In Russell, the United States Supreme Court stated that "unless [the] congressional intent [to provide an implied private cause of action] can be inferred from the language of the statute, the statutory structure, or some other source, the essential predicate for implication of a private remedy simply does not exist." 473 U.S. at 145 (quoting Northwest Airlines, Inc. v. Transport Workers, 451 U.S. 77, 94, 67 L. Ed. 2d 750, 101 S. Ct. 1571 (1981)). The Russell Court concluded that the civil enforcement provisions of section 502(a) of ERISA provide strong evidence that Congress did not intent to authorize other remedies for ERISA violations that it did not incorporate expressly. Id. at 145-48. While the Russell Court was deciding a type of claim different from that in the instant case, we find the Court's statements regarding the comprehensive remedial structure of ERISA instructive. Accordingly, we find it inappropriate to imply a private cause of action under ERISA for the creation of a top-heavy plan. In so holding, we express no opinion as to whether appellants produced sufficient evidence to suggest that SHARP was, in fact, topheavy.


Appellants also contend that the adoption and implementation of SHARP violates ADEA. This contention is without merit. ADEA proscribes discrimination based on age.

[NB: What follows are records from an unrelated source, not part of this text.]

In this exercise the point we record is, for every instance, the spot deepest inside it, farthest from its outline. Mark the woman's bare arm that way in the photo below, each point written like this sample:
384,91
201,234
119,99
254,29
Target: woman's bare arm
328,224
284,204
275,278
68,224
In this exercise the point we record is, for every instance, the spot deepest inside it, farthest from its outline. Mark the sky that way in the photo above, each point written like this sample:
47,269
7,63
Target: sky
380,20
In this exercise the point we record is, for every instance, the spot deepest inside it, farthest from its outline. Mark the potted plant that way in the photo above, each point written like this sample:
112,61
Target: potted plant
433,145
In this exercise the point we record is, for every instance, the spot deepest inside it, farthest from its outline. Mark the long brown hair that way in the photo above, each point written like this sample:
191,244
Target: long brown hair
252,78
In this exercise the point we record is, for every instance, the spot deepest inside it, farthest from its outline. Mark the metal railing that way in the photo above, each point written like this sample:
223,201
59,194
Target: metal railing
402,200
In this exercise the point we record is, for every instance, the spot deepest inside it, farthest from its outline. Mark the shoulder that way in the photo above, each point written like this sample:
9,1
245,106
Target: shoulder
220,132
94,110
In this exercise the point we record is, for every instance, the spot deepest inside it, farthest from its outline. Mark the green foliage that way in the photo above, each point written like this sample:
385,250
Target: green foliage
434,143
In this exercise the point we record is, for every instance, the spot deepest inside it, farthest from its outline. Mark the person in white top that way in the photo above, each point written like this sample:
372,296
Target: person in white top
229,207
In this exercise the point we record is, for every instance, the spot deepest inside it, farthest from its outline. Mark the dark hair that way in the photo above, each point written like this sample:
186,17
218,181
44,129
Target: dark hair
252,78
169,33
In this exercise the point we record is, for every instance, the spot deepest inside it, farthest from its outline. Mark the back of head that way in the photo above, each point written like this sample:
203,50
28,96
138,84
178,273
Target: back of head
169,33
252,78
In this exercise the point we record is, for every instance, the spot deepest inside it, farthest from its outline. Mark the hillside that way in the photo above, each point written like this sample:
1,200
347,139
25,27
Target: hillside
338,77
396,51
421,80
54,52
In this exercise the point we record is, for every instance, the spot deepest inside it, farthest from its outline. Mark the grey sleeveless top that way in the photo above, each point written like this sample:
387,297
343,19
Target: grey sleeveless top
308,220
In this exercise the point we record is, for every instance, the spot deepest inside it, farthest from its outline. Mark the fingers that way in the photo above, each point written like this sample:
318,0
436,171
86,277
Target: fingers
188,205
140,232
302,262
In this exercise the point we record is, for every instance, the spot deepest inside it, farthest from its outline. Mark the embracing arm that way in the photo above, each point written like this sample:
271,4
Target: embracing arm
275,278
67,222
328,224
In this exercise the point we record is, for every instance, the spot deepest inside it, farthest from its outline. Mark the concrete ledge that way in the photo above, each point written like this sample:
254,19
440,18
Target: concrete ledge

Appellants are ineligible for SHARP because of the locations in which they work, not because of their ages.

Appellants attempt to argue that SHARP had a discriminatory impact because some employees who were eligible for SHARP were younger than the employees who were ineligible for SHARP. Without more, this does not support a finding of discrimination. Arguably, any early retirement incentive program gives more benefit to younger workers than to older ones. While appellants argue that alternative plans would be more fair to all SERP participants, appellants fail to allege facts sufficient to show any discrimination or discriminatory impact related to age. Thus, their ADEA claims fail.


In addition to their federal statutory claims, appellants made several state law claims. Having disposed of the plaintiffs' federal claims, the district court dismissed the plaintiffs' state claims without prejudice. The district court reasoned that it was appropriate to dismiss the state claims because the federal claims had been dismissed before trial. Appellants contend that the claim of appellant Owens should not be dismissed if appellants' federal claims are remanded. Because we affirm the district court's grant of summary judgment on appellants' federal claims, we do not find that the district court abused its discretion when it dismissed the state law claims. See United Mine Workers of America v. Gibbs, 383 U.S. 715, 725, 16 L. Ed. 2d 218, 86 S. Ct. 1130 (1966).


In light of the foregoing discussion, the judgment of the district court will be affirmed.